The authors summarize the current discussion on indications for compression and interventions in CVD patients. They conclude that in a part of the patients, interventions like thermal ablation of varicose veins or stenting of iliac vein obstructions may be preferable to long-term compression. In recent guidelines for venous leg ulcer treatment (1), the ablation of incompetent superficial veins is recommended as part of the ulcer management.
However, concomitant compression treatment will continue until the ulcer is healed and has not to be discontinued after varicose vein ablation. Even after ulcer healing, continued compression is recommended to prevent ulcer recurrence. A recent study has demonstrated similar efficacy in recurrence prevention, if 15-20 mmHg and 20-30 mmHg compression stocking were compared, whereas a very high recurrence rate was reported in patients that were non-compliant to compression treatment (2). Concerning compression in active ulcers a recent study could demonstrate an equal effectivity for 2-layer ulcer compression systems compared to compression bandaging (3). As compliance with compression treatment is a major issue, the switch from bandages to ulcer compression systems and to moderate pressure may help to improve the situation in recurrence prevention.

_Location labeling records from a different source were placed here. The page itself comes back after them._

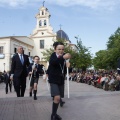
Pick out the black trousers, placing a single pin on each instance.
(10, 86)
(20, 85)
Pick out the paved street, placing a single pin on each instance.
(85, 103)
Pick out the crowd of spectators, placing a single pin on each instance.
(106, 80)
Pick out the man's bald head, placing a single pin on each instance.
(20, 50)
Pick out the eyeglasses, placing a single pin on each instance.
(60, 49)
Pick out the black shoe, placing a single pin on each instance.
(35, 98)
(61, 104)
(58, 117)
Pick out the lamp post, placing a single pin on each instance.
(4, 66)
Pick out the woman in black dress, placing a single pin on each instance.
(57, 65)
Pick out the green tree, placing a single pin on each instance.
(83, 58)
(107, 59)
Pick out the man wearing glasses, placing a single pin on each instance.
(19, 65)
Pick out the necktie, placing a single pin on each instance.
(21, 59)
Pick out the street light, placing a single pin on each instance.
(4, 66)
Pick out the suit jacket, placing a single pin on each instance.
(7, 78)
(55, 69)
(39, 69)
(17, 68)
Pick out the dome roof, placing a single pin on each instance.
(61, 34)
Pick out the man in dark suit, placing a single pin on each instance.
(8, 82)
(20, 62)
(34, 69)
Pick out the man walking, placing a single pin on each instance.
(20, 62)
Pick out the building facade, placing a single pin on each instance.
(41, 38)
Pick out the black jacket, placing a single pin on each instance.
(17, 68)
(55, 69)
(39, 70)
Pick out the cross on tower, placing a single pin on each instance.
(43, 3)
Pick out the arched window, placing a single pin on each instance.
(45, 23)
(40, 23)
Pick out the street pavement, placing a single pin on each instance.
(85, 103)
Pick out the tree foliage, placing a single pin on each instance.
(107, 59)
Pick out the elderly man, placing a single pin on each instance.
(20, 62)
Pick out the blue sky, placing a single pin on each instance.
(92, 20)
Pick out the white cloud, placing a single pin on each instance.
(95, 4)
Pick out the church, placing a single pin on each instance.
(40, 39)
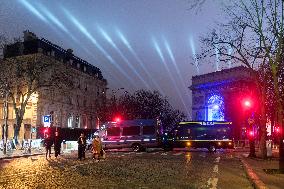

In addition, awareness of health care providers and reimbursement of compression stockings do also influencing long-term compliance. As an example, compliance with compression after deep venous thrombosis may differ considerably, depending on the country where studies have been performed. In the SOX study, compliance was about 50%, whereas in the IDEAL study, it ranged above 80% (4), (5). In summary it can be concluded that endovenous interventions are a very important part of CVD management, but they can’t replace the compression treatment.
This observational study shows clearly that pregnant women with leg symptoms like feeling of swelling, heaviness or pain benefit from wearing low pressure compression stockings compared to those who are non-compliant. The pure venous origin of leg symptoms in C0s patients may be questionable but the study also shows that the benefit increases with higher C-classes. Similar results have been demonstrated in a small study by Thaler et al (1). Although in this prospective comparative study wearing compression stockings did not prevent from developing varicose veins, there was a significant benefit for preventing venous symptoms. In addition, Mendoza et al showed a beneficial effect of compression stockings on nausea and vomiting in early pregnancy (2). In summary these results demonstrate the benefit of compression in pregnancy not only in the presence of varicose veins or CVD.